GM nets $2.25B SoftBank investment for self-driving cars

The Detroit automaker and the Japanese conglomerate are pushing hard toward the commercialization of autonomous cars.

General Motors has an important -- and deep-pocketed -- new partner in its race to develop self-driving cars. A fund related to the SoftBank Group of Japan has pledged to invest $2.25 billion into GM Cruise Holdings, the Detroit automaker's autonomous technology division.

"Teaming up with SoftBank adds an additional strong partner as we pursue our vision of zero crashes, zero emissions and zero congestion," said GM Chairman and CEO Mary Barra, in a prepared statement.

As part of the deal, General Motors has itself pledged to invest a further $1.1 billion into GM Cruise when the deal with SoftBank is consummated.

According to GM, the investment will come from The SoftBank Vision Fund in two stages. SoftBank will invest an initial tranche of $900 million, and it has pledged a further $1.35 billion when GM's Cruise driverless vehicles are "ready for commercial deployment," having received regulatory approval.

Once completed, the deal will mean that SoftBank Vision will own a 19.6-percent stake in GM Cruise, at an estimated value of $11.5 billion. 

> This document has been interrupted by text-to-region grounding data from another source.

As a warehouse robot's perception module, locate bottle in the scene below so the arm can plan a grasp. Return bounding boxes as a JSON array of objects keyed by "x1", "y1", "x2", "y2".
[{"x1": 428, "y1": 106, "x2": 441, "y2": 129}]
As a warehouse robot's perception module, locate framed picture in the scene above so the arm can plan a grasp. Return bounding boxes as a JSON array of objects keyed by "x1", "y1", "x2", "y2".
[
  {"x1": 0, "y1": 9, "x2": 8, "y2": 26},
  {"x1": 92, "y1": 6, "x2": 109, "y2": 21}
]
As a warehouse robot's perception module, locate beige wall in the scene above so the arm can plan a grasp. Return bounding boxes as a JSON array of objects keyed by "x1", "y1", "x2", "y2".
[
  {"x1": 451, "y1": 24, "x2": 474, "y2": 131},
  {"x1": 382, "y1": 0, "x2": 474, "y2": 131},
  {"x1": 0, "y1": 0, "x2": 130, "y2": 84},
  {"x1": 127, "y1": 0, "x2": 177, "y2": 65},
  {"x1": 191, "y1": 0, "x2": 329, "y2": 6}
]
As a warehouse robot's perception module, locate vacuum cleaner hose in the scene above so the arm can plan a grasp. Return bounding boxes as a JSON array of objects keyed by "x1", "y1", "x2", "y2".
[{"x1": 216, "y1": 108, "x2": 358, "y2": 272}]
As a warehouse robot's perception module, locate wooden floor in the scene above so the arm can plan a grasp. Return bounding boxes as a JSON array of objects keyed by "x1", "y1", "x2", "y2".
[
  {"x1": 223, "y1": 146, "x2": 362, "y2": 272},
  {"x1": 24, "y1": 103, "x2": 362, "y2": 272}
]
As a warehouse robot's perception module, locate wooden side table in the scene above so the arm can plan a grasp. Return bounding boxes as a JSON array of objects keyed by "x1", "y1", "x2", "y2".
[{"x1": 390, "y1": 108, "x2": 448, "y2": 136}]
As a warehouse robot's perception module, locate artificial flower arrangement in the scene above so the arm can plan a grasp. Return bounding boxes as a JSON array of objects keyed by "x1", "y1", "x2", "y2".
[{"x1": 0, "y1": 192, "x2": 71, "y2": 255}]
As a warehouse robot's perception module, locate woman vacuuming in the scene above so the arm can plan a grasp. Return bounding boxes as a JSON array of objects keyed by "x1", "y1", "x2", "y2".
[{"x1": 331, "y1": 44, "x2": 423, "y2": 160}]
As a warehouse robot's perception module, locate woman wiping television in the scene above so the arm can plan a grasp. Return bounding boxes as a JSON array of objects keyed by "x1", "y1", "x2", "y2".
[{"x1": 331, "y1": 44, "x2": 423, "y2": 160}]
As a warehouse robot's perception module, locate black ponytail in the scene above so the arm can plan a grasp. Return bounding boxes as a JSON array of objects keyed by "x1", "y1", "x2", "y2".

SoftBank Vision, a technology investment fund, also has significant stakes in ride-hailing firm Uber, as well as Santa Clara, CA chipmaker and Tier One automotive supplier Nvidia. 

GM is testing prototype versions of its Chevrolet Bolt EV with self-driving hardware.

General Motors

As disclosed in a GM statement, the companies are anticipating commercialization at scale beginning in 2019, but it's not clear yet what that means. It appears highly unlikely that GM will be able to push for retail-saleable new vehicles with fully automated drive tech by anywhere near that timeframe, but a ride-hailing service or other select-location deployment may be possible.

GM has been publicly testing prototype versions of its Chevrolet Bolt EV electric car equipped with Cruise's automated driving hardware in cities like San Francisco.